“The PhD is largely a process of self-education”: Science editor and fiction writer Andy Park

This post is part of Editing After Academia, a series that spotlights editors who have found fulfilling careers outside academia. 

Andy Park had been a professor of forest ecology for 17 years before deciding to begin training as an editor. He figured freelance editing would help his transition into retirement, but it also opened space for a new passion: editing and writing fiction. 

While he had decades of experience marking undergraduate work, writing and publishing papers, and reviewing his colleagues’ writing, he also knew he needed more training to hone both his editing skills and his writing craft for creating fiction.

Andy’s transition into editing has also paralleled his transition into writing fiction. In the following interview, he shares some of his favorite craft books and tips for training oneself for a new field of expertise.

This interview has been edited for clarity and length. 

From professor to editor

I’m at the opposite end of the career arc from graduate students. Retirement’s been on my mind for four or five years now, so I started casting around and thinking about what to do. I actually got in touch with a few editors at Editors Canada, and one of them was kind enough to write back and recommended that I get in touch with editing groups and associations. I wanted to get a feeling for whether freelance editors could have a paid living wage. 

The PhD is largely a process of self-education. I trained by myself in terms of writing and editing skills, like most PhD students do. It can’t replace the need for more training, but the experience was very useful because you get a feel for what’s working in a piece of writing.

From marking to editing: Banishing the necessary evil

Marking papers grows tiring really fast. I thought, if I could remove the marking and the element of judgment and just say, “You know, I’m just trying to help you make this thing better.” That would be so great, because professors really hate marking! It’s a necessary evil.

Editing is a lot more about the relationship. With my best clients, there’s been a relationship there and we can build on and arrive at a mutual understanding on what the project is about. It’s a closer relationship than what you establish with most students, unless they’re graduate students. There’s always that element of judgment involved in grading, whereas I hope my clients know I’m not judging them as an editor. Instead, we’re arriving at suggestions from my experience and perspective.

From science to fiction

I was walking around Montreal during a holiday period when I was visiting friends, and an idea for a story just popped into my head, like de novo, you know, like Athena springing out of the head of Zeus.

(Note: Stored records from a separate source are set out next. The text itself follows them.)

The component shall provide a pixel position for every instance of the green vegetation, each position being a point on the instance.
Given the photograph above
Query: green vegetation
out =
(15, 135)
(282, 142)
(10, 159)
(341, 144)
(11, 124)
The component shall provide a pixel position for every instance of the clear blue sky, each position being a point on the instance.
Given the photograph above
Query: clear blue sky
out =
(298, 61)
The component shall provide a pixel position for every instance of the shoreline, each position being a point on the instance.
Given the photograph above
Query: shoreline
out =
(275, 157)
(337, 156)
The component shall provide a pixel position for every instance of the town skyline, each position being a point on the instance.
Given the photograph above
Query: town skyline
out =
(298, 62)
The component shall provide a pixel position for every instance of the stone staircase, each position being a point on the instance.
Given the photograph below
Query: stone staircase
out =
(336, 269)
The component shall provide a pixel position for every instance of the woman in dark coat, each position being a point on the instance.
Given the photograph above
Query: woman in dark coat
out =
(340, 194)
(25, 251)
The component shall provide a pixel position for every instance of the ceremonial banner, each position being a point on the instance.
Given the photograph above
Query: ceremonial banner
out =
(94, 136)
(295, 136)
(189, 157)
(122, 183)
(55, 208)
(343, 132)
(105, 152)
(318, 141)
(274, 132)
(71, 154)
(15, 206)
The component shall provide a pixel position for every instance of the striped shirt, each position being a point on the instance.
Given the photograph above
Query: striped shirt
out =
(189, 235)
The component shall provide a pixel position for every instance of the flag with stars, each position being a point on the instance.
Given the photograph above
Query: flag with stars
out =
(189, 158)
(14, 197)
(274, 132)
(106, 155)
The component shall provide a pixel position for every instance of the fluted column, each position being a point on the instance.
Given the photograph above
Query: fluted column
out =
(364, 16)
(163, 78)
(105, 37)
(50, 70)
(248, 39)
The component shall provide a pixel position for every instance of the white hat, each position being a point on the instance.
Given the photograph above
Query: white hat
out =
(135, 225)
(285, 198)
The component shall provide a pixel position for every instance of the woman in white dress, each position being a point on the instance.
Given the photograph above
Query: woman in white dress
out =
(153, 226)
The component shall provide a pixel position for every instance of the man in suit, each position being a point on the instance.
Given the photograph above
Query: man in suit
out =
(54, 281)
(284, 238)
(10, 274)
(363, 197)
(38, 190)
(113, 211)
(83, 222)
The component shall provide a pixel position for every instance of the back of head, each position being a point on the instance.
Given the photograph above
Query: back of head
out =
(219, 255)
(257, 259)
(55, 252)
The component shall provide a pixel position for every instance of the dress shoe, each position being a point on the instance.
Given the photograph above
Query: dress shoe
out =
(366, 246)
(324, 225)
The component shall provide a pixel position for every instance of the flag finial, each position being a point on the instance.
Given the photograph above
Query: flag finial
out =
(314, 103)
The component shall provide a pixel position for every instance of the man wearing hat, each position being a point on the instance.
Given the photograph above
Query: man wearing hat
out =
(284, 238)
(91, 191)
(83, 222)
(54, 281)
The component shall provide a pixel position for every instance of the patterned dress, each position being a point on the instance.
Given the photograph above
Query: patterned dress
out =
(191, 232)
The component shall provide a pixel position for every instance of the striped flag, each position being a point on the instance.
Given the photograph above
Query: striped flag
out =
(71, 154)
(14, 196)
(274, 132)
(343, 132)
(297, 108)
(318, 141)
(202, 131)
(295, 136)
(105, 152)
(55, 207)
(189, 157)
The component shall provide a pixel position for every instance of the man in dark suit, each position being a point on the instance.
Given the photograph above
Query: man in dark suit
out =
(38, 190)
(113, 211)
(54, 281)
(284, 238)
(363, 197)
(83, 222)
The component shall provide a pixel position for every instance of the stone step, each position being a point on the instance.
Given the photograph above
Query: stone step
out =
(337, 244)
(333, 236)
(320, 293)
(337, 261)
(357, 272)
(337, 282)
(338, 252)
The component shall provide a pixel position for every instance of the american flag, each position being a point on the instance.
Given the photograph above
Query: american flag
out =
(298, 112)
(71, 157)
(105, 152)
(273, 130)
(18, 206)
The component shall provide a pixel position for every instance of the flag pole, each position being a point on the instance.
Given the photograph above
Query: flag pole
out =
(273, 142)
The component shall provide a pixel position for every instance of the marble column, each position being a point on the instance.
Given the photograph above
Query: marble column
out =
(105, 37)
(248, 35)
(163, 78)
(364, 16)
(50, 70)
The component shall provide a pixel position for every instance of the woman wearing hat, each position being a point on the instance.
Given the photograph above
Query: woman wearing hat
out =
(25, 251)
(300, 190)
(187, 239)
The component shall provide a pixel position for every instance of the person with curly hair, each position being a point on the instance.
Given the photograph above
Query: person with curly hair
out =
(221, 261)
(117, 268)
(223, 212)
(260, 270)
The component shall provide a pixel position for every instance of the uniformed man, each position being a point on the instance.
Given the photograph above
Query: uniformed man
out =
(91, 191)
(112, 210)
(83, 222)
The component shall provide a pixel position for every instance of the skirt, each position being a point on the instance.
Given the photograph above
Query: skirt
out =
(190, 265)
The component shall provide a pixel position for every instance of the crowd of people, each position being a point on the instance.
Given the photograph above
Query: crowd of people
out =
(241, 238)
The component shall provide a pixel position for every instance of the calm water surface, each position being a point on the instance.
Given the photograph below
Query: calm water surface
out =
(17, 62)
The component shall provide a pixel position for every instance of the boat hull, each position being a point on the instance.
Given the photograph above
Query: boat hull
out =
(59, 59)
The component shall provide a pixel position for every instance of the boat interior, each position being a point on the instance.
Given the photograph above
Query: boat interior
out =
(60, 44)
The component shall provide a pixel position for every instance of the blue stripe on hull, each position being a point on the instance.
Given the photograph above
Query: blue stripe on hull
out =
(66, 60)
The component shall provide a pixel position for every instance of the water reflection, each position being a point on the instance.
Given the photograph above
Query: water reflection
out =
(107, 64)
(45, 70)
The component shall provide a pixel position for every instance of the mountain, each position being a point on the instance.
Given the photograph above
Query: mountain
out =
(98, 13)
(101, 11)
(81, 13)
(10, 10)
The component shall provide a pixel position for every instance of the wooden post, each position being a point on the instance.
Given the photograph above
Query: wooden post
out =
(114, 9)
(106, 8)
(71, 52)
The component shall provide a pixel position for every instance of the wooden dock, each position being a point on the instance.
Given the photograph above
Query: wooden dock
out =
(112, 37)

I thought, “Oh, that’s interesting.” I’m in the field of conservation, and I was starting to get a bit cynical about the capacity of research in general to respond to the problem of climate denial or the needs of forest protection. I started thinking, if facts and research don’t really matter as much as people would like to think, what can anybody do? I’ve always been an avid reader of fiction, and so I started thinking about this idea about environmentally-based fiction. Over the last five years or so I’ve put myself through intensive self-training in fiction writing.

As a potential writer and editor of fiction, you kind of need to know what people want. As an editor, I completed the two-year editing program at Simon Fraser University. Thisprogram taught me technical, legal, and client-relation skills that are essential to an editor. As a fiction writer, my self-training has consisted of attending writing workshops and consuming a vast number of craft books, which have become a bit of an unhealthy addiction, because after a while all the craft books just start melding together.

It’s a long grind. After writing two drafts of my novel, I hired a professional editor to do a manuscript evaluation for me. I’m now pitching into the third draft. I’ve developed confidence through my own writing, and I also read voraciously in a wide variety of genres, so I feel I can be helpful to a person writing a work of fiction.

On craft books

I like craft books that have actionable advice and examples drawn from published works. I don’t like craft books that rabbit on for chapters and chapters about finding your inner voice, how this is the story of my life, etcetera. I’m all about actionable advice.